At this tier, no one can misinterpret your work, take it out of context, or repurpose it to support evil ends. When you send your creation off into the wild and other people cosplay as it, run their own games based on it, or craft derivative works based on it, they also won’t make things, inadvertently or otherwise, which hurt people. You have a complete, battle-ready robot, powerful and invincible,

… wait … isn’t this impossible? Am I really asking you to create work that controls the behavior of random people on the Internet who get their hands on it? Work which some random Pepe-headed gremlin from the depths of 4chan cannot twist into a villainous meme?

No, I can’t control legions of others’ behavior. I can still make it difficult for them to misuse my creations. Game designers have a special responsibility to aim for this tier since audience participation, as it were, is such a big part of our hobby.

I know I’ll fail. I still try. You should, too.

An Example from Gaming

My favorite example of Tier II: Legs, Arms, and Body is the Imperium of Man in Games Workshop’s science fiction setting, Warhammer 40,000. WH40K started out as a tabletop wargame, but has since spawned novels, comics, tabletop role-playing games, video games, and for all I know probably a ballet, an evening wear line, several oratorios, a dating app, and a celebrity cookbook. 40K is a dark setting without many good guys, but one of the dominant factions—and the source of many players’ armies, roleplaying characters, and cosplays—is the Imperium of Man, a theocratic fascist space empire.

Most 40K material describing the Imperium attempts to portray its xenophobia, totalitarianism, religious intolerance, etc. with satire. I would assume most 40K fans understand that; when I was thirteen and playing with toy space marines, I thought I did, anyway. Nevertheless, legions of right-wingers on the Internet use the Imperium’s imagery, characters, and words to express their own hatred for anyone different. Legions more of “apolitical” nerds screw around with the same imagery because they think it’s cute or funny, and I’m left wondering which is which. Every time I go to a big gaming convention, I see cosplayers dressed as Imperial commissars (yeah, they’re actually called that) with uniforms straight out of canon, obviously inspired by Hugo Boss’s SS uniforms and their Soviet equivalents.

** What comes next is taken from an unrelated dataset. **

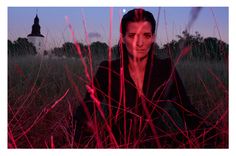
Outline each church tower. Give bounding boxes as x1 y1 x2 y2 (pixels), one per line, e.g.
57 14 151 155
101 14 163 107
27 14 45 56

I think Games Workshop is trying, or was trying at some point. I don’t know how hard they’re trying. I don’t think their setting says fascism is good—although they definitely seem to think fascism is cool, which is bad enough. Charitably: arm, leg, leg, arm. No head.

In Conclusion

Some of my upcoming posts will provide more examples and make reference to this idea; it features in the Game Design Trash Fire Makeovers workshop I’ve started running at conventions. I hope the Giant Robot model helps you talk about media and creativity, and evaluate your own work and others’ critically and clearly.